Garde-à-vous la bleusaille !
   Puis le film commence à prendre ses aises, on apprend à connaitre les nouveaux partenaires de "Jeu" d'Ender ainsi que ses supérieurs de façon moins intrusive le tout dans un style assez propre et politiquement correct, quoique apprendre à des enfants à faire la guerre reste tout à fait discutable. Là aussi, l’évolution d'Ender au sein de l'Ecole de guerre va se faire assez rapidement et le cheminement qu'il suit dans le livre n'est pas tout à fait respecté ici, cela nous évitera quelques redondances liées aux entraînements probablement et autres batailles contre les différentes équipes qui englobent une partie du roman. Les entraînements se font finalement plus rares qu'on pourrait le penser mais ceux-ci restent plutôt charmants et encore une fois très fidèles. Toute l'histoire est finalement très bien transposée et les raccourcis pris pour l'adaptation au cinéma me semblent à mon sens tout à fait légitimes. On notera tout de même la disparition totale des activités anonymes commanditées par Peter et Val et consacré à la publications de messages pertinents sur certains forums politiques. Peter et Valentine, le frère et la sœur d'Ender ne sont malheureusement qu’effleurés dans le film et n'ont pas vraiment d’intérêts à l'écran sinon de réactiver certains sentiments perdus au fond de la tête du petit Wiggins. Après tout qu'est ce qu'une histoire de forum politique viendrait faire dans un film comme celui-là ? je vous le demande ...

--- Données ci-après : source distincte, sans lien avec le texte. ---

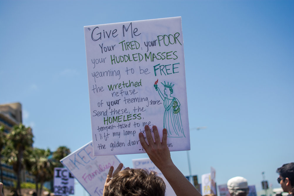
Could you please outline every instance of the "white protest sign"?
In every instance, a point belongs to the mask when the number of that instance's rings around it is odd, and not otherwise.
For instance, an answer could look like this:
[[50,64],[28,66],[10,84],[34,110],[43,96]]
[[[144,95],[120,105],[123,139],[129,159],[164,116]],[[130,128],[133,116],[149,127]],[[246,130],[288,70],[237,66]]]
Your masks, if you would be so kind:
[[211,181],[210,173],[203,174],[201,176],[201,190],[204,195],[211,193]]
[[230,196],[229,190],[226,184],[219,185],[218,190],[219,191],[220,196]]
[[166,184],[165,195],[168,196],[176,195],[173,190],[168,182],[164,177],[159,169],[155,166],[154,163],[148,158],[133,159],[133,165],[134,168],[145,168],[149,170],[154,171],[157,172],[158,176],[162,178]]
[[74,194],[74,178],[66,168],[54,168],[54,181],[53,190],[55,195]]
[[180,17],[84,27],[95,156],[144,153],[138,133],[168,130],[190,149]]
[[247,196],[256,196],[257,195],[255,185],[248,186],[248,188],[249,188],[249,192]]
[[92,142],[63,158],[66,167],[89,194],[102,196],[109,169],[115,169],[120,161],[115,156],[94,156]]

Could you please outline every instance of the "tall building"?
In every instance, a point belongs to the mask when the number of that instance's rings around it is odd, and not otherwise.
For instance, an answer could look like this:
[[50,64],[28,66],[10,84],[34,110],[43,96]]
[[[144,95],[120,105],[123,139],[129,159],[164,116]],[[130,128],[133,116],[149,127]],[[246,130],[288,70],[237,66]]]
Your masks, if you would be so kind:
[[[4,127],[5,132],[9,133],[13,126],[22,123],[21,104],[12,103],[0,105],[0,125]],[[6,186],[13,186],[14,181],[16,180],[16,176],[12,166],[5,164],[1,165],[3,177],[3,182],[1,182]],[[21,179],[22,182],[34,183],[34,182],[33,177],[24,170],[21,172]]]

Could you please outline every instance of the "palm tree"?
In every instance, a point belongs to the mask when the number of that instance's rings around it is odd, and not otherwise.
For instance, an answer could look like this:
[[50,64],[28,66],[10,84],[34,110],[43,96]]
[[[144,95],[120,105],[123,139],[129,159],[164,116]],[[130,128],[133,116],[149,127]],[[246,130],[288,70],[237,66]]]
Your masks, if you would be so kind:
[[25,161],[26,167],[35,177],[36,192],[37,195],[41,195],[44,183],[53,179],[54,167],[56,164],[49,158],[51,152],[49,149],[45,150],[34,148],[28,152],[29,155]]
[[16,174],[16,194],[21,195],[21,172],[24,167],[24,153],[31,148],[34,141],[31,129],[21,123],[15,125],[7,134],[6,145],[3,150],[3,161],[12,165]]
[[[2,154],[1,151],[5,146],[6,143],[6,133],[4,131],[4,128],[0,126],[0,172],[1,172],[1,182],[3,182],[3,172],[2,171],[2,164],[1,164]],[[3,191],[2,191],[2,192]]]
[[57,167],[63,167],[63,165],[60,163],[61,159],[71,153],[71,150],[66,146],[62,146],[59,147],[56,151],[53,152],[52,156],[57,163]]

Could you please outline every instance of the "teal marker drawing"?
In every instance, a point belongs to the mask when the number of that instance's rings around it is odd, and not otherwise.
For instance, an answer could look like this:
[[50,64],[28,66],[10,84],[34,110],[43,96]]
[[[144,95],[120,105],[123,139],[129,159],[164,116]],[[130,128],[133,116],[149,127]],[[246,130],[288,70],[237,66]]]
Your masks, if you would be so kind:
[[167,130],[167,136],[186,138],[181,119],[180,109],[181,104],[178,99],[171,96],[173,92],[173,87],[175,85],[172,85],[171,83],[169,84],[168,82],[167,84],[165,81],[164,84],[161,83],[164,87],[164,94],[157,86],[158,80],[154,84],[154,87],[163,101],[163,105],[165,108],[163,115],[163,127]]

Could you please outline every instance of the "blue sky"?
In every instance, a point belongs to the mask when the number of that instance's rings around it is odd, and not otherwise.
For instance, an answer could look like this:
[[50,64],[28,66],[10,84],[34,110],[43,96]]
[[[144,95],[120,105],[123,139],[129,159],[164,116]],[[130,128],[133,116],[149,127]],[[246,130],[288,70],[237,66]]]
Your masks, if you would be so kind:
[[[0,103],[21,103],[34,146],[74,151],[91,140],[83,26],[181,16],[192,174],[212,166],[218,184],[241,176],[258,191],[264,171],[278,187],[276,170],[294,161],[293,10],[284,0],[1,1]],[[186,152],[171,156],[188,175]],[[118,157],[132,167],[146,156]]]

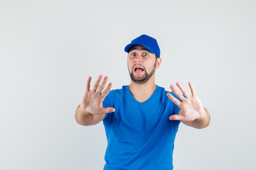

   L'écriture est plutôt agréable même si certains dialogues ne font pas mouche là où ils devraient normalement nous rendre empathique et jouer avec nos sentiments les plus profonds, la magie du cinéma a du mal à opérer. Le jeu d'acteur d'Asa Butterfield (Ender) et vraiment bon, il ne sourit presque jamais tout en laissant une porte ouverte au spectateur sur sa personnalité par des regards en coin et quelques attitudes nonchalantes, rebelles et parfois mal assurées, ce qui permet de combler ce léger manque de partage émotionnel cité plus haut. 



Ender en grand maestro de l'espace

   Le reste du casting est plutôt chouette, Harrison Ford en (trop) vieux colonel manipulateur et acariâtre, Aramis Knight dans le rôle du petit "Bean" qui est plutôt convaincant malgré son temps de présence dans le film plutôt limité par rapport à l’intérêt que lui porte Ender dans le livre, et pour finir Ben Kingsley recouvert pour le coup d'un tatouage Maori sur toute la tronche, anecdotique mais assez photogénique. 


   Les effets spéciaux sont de très bonne facture. Tout en nuances et affranchi d'une réelle touche artistique, les scènes plus dynamiques et les panoramas cosmiques ne manqueront pas de titiller le fan de space-opéra qui est en vous. Petite mention spéciale pour les zooms ultra-rapides qui permettent à la Flotte Internationale de choper des images de l'espace en live. Quant à la bande originale elle est très jolie dans l'ensemble, tantôt mélodieuse tantôt électronique le petit protégé d'Harry Gregson-Williams, Steve Jablonsky fait un travail tout à fait honorable.  



Les insectes sont nos amis

    "La stratégie Ender" au cinéma est un film à voir rien que pour le propos qu'il tient, c'est une histoire forte et grave reposant sur une science-fiction mature qui n'a pas de prétention, faisant appel à notre sensibilité il a l'avantage de pouvoir être regardé par les plus jeunes ; la lecture et la compréhension finale du long-métrage restent tout de même relatives, avec un léger avantage pour ceux ayant eu la version papier entre les mains. Je vous conseille d'ailleurs de lire la saga dans son entièreté car les aventures d'Ender ne s'arrêtent heureusement pas là. Ainsi contre toute attente je suis ressorti de la salle de cinéma fraîchement ravis, ma fébrilité avait disparu et ma peur des insectes aux pattes crochues aussi.